I decided to inform myself about John Frame's triperspectivalism using his own primer found here.
The impression that I got is that his method seeks to find a Trinitarian imprint to everything in reality. I would certainly agree with the premise that all of creation is indelibly marked with Trinitarianism in that the One-and-the-Many, evidenced in the universal-particulars relationship found in every created object, is a creaturely analogization of the mystery of God as being One and Three Persons. However, the aspect of Frame's take on this that rubs me wrong is that (based on my understanding of his proposition) if the complete picture view of truth (exhaustive) is only available to God, then the ectypal truth available to the creature (man) must consist in "perspectives" that cannot claim to be the single body of ectypal truth delivered to man, but that the various perspectives contribute to the apprehension of this true ectypal corpus.
In other words, my particular take on truth is always incomplete and necessitates that I engage the truth perspectives of others in order to progressively arrive at complete ectypal veracity. The implications on the Reformed creeds and confessions cannot be missed. Frame states,
"So I think that perspectivalism is an encouragement to the unity of the church. Sometimes our divisions of theology and practice are differences of perspective, of balance, rather than differences over the essentials of faith. So perspectivalism will help us better to appreciate one another, and to appreciate the diversity of God's work among us."

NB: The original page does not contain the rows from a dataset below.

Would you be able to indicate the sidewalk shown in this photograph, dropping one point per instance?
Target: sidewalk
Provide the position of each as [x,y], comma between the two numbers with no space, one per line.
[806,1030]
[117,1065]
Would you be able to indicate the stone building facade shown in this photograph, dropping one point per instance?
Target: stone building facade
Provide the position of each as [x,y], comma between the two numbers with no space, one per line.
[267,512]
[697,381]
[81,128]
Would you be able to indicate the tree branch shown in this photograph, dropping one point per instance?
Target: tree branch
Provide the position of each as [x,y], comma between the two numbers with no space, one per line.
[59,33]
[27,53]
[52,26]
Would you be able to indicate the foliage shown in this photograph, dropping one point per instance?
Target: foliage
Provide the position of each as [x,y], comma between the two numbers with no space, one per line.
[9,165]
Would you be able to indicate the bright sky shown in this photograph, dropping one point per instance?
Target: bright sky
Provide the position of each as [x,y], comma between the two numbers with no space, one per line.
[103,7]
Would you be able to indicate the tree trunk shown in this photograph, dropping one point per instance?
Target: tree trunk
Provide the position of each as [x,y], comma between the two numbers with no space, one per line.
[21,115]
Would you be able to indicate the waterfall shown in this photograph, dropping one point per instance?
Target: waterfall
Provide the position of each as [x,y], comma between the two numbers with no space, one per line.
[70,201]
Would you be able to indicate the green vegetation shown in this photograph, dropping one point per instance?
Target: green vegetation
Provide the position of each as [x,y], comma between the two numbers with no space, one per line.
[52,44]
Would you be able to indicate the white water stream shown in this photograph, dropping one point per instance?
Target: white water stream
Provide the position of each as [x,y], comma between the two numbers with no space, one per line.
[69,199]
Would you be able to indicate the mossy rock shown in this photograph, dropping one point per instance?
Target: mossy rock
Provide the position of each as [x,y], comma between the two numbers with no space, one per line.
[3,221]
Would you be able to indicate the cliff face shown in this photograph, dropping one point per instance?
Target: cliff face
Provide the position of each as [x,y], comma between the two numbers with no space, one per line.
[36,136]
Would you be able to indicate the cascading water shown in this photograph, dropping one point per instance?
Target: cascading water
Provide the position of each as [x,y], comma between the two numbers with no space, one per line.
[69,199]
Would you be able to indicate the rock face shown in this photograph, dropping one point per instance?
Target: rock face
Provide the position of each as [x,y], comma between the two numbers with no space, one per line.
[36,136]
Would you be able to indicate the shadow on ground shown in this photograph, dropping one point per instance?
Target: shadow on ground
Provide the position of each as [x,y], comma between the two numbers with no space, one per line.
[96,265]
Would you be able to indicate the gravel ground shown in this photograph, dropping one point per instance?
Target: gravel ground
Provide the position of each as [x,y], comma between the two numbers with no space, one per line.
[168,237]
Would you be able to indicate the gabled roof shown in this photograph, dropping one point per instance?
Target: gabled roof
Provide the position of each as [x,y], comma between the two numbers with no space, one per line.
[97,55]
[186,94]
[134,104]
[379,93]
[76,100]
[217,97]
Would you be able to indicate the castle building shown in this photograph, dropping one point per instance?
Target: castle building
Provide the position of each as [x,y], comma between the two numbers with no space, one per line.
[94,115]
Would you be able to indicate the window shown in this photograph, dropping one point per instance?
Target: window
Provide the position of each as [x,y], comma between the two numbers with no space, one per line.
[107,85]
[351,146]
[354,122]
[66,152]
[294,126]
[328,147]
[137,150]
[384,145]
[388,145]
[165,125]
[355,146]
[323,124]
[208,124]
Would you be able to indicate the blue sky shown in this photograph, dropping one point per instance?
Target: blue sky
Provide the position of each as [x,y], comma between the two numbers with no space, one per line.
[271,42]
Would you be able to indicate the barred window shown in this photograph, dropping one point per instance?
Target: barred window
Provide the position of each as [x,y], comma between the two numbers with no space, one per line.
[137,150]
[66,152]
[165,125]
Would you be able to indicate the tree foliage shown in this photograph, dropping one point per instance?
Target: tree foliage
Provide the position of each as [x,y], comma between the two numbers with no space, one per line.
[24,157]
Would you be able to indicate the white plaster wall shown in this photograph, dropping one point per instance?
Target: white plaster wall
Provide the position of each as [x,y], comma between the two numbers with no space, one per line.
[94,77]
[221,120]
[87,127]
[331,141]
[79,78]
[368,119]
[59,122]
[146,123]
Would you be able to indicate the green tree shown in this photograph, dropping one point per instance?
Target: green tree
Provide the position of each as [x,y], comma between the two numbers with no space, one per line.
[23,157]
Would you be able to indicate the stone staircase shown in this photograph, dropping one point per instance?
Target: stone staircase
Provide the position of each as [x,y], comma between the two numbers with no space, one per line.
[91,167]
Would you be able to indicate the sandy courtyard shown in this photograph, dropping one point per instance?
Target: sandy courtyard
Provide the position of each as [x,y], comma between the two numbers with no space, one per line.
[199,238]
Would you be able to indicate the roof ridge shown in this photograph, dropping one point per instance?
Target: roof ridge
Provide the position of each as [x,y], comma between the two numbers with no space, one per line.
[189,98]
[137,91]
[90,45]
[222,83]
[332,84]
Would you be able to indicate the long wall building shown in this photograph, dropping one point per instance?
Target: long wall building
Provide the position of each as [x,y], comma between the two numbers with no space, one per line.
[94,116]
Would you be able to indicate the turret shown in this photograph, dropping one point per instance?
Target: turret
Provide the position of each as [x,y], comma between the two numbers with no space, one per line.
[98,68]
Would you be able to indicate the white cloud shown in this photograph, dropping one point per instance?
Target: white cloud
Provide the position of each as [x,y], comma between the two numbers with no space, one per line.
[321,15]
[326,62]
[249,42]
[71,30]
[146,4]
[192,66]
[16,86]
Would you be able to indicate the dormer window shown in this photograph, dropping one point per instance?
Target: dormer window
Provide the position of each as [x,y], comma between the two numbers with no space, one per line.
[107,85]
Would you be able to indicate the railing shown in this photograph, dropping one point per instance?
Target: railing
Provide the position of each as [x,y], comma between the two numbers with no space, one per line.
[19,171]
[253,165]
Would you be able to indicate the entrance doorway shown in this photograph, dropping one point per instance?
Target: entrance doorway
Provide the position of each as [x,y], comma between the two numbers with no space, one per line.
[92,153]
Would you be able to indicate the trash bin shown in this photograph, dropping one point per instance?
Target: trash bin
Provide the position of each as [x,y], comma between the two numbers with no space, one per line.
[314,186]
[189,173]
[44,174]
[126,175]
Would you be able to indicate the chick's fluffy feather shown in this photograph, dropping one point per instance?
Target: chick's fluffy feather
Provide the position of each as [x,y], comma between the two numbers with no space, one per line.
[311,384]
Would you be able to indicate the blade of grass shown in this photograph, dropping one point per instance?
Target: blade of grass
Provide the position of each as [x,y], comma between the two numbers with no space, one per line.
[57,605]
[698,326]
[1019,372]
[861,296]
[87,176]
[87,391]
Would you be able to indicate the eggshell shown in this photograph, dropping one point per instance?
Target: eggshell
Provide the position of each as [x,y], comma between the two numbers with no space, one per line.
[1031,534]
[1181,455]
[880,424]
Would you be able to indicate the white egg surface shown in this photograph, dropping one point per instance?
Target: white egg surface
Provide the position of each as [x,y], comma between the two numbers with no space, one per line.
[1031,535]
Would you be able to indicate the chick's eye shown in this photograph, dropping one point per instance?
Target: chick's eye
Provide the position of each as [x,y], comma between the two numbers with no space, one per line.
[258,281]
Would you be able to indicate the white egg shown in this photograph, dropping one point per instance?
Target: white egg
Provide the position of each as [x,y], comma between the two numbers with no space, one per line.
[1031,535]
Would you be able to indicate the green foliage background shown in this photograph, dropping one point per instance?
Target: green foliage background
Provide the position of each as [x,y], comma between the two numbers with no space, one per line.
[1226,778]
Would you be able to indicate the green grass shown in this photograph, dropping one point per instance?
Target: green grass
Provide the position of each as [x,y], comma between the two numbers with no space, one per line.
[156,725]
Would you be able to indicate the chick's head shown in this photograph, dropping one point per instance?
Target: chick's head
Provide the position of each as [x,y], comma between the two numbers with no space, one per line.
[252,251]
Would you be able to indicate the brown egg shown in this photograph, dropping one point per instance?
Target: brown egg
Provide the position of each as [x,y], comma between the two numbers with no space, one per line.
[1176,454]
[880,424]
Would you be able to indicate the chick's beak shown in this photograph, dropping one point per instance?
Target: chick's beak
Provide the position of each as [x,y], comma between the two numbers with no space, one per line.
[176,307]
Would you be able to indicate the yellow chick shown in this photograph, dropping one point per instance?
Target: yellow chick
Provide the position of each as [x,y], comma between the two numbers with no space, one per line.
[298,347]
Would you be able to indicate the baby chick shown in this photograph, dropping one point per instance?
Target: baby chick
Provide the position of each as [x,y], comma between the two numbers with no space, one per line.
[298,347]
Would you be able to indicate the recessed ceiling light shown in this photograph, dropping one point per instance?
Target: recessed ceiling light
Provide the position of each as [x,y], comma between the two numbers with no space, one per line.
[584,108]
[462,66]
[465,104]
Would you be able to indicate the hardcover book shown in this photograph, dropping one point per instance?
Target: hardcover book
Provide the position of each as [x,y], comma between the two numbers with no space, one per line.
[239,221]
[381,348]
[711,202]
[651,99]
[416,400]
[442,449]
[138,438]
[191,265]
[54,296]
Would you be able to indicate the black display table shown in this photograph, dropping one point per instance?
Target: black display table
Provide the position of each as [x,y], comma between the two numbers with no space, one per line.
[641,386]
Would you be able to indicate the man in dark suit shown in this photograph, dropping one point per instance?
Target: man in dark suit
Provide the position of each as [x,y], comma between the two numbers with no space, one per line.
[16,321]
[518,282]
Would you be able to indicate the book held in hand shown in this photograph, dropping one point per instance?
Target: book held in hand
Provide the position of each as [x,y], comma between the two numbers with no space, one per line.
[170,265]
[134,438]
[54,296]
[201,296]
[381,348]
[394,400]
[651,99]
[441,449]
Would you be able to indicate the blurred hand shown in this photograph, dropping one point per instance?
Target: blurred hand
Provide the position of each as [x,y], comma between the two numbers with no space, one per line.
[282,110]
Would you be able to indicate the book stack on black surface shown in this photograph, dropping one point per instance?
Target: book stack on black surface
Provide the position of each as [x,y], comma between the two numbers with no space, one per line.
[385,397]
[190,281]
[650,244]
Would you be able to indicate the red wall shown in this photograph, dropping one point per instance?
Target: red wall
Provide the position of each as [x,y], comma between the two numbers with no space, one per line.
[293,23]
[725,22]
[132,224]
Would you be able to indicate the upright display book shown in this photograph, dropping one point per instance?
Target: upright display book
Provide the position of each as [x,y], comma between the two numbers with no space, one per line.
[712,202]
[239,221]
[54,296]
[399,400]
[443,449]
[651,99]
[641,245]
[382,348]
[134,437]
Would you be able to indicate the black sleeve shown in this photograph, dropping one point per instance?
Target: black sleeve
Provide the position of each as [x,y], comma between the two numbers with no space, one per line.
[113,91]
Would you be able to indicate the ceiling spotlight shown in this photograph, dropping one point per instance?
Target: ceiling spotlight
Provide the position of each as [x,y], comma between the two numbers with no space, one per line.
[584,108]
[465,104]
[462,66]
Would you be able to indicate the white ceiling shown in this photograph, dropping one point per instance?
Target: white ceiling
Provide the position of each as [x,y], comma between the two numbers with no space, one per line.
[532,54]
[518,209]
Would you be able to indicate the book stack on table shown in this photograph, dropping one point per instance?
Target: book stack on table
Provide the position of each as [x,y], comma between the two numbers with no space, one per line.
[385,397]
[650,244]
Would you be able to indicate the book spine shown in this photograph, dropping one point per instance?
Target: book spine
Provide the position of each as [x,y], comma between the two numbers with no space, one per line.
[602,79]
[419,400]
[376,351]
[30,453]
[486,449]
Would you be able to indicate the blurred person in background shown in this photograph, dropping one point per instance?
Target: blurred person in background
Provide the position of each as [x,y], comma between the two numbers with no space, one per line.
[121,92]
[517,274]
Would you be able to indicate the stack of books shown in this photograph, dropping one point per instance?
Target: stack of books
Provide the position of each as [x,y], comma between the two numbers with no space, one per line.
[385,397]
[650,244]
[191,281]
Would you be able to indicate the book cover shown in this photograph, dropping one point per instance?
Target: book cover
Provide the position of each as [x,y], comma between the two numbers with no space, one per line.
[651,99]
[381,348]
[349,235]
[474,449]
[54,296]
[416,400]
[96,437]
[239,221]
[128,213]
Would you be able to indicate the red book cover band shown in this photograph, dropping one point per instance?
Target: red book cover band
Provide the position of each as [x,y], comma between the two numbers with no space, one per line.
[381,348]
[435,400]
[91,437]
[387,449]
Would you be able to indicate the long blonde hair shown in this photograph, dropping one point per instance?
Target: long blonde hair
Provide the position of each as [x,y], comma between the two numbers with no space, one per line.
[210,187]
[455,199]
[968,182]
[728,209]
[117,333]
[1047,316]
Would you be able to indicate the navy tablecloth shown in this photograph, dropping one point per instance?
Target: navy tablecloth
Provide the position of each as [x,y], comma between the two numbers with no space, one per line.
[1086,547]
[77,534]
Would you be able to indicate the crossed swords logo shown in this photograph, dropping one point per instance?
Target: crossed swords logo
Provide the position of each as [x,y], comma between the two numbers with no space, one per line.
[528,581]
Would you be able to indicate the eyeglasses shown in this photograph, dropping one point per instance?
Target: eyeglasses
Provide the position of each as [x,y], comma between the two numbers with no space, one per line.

What I hear him saying is that the Reformed consensus is just a perspective among others, and that we would do well perhaps to hearken to the likes of Joel Osteen, Rick Warren, Rob Bell, etc. in order to progressively arrive at unified Christian truth. But then how would error be spotted? The determination of heterodoxy must necessarily be predicated on a perspective as being the only perspective. If he claims this as "the essentials," then by what overarching perspectival standard did he arrive at this delimiting conclusion?
His threefold division of normative (God's revelation), situational (objects, the created order), and existential (man in interaction with the former two) is well and good, in my opinion, but then the permutation of this triperspectivalism, as applied by him, into multiperspectives that are each given credence does give rise to a pluralism that is dangerous and precisely what the Reformed creeds and confessions were meant to curb.